I had prepared some points I wanted to talk about. Some I mentioned in the recorded interview (why such a large database, because this database state is keen on collecting as much data as it can on us; it is a criminal intelligence database for the purpose of crime detection), many others I didn't (databases have mistakes, are accessed illegally, get forgotten on trains, etc. DNA can be used to identify children and parents as well, the samples and profiles are used for research without consent, etc. and some practical advice: the current system of the 'exceptional procedure', that if you're on the NDNAD you should go to the new Reclaim your DNA website, and in any case you must respond to this consultation.) As Eamonn Holmes was under the impression that my DNA profile was still on the NDNAD, I explained several of the actions I had to take in the two years it took me to manage to eventually successfully reclaim my DNA. I had the impression we had just started, but several minutes had already gone and it was all over! So I had the time for much less than I was hoping to communicate. Click on either of the two pictures to download the video (16.5 MB), if you must.
On my way out, I bumped into Helen Wallace of GeneWatch UK, the leading UK organisation providing independent information on genetic technologies, on her way to do some interviews. Read GeneWatch's reaction to the government plans at Home Office drags its feet on DNA database removals.
I wonder who decides on the captions identifying people on TV? I didn't think 'Former suspect' was neutral enough when this was used in an earlier appearance. This time, the caption changed through the interview. It started with 'Mistaken suspect' and finished with 'DNA campaigner'. The former is obviously wrong and is likely why it was changed, but the latter is still a shortcut: DNA is not a campaign.

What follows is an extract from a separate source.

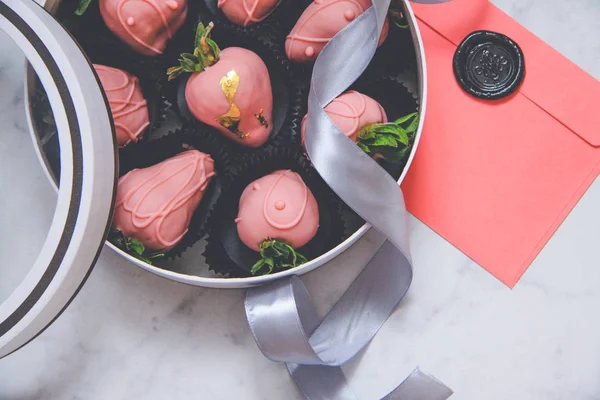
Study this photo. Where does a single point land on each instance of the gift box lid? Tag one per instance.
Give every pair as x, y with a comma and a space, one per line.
46, 260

I am campaigning, with many others, to ensure that innocents are no longer treated as 'yet to be convicted' and that means full compliance with the ECtHR ruling condemning 'the blanket and indiscriminate nature of the powers of retention of the fingerprints, cellular samples and DNA profiles of persons suspected but not convicted of offences'.
Update 3 - The consultation Keeping the right people on the DNA database has now been published. It closes on 2009-09-07. With more than five million profiles on the NDNAD, about one in ten persons in the UK, either you're on it or you likely know someone who is. After a critical reading of the documents, do respond to voice your views. For reliable independent information on most aspects of the NDNAD, check GeneWatch UK.
Until the consultation closes and the government decides what it will do, hopefully more in line with the spirit of the unanimous ruling of the ECtHR, the 'exceptional' rule still apply. If you're innocent and on the NDNAD, write to the chief constable of the force that arrested you to reclaim your DNA.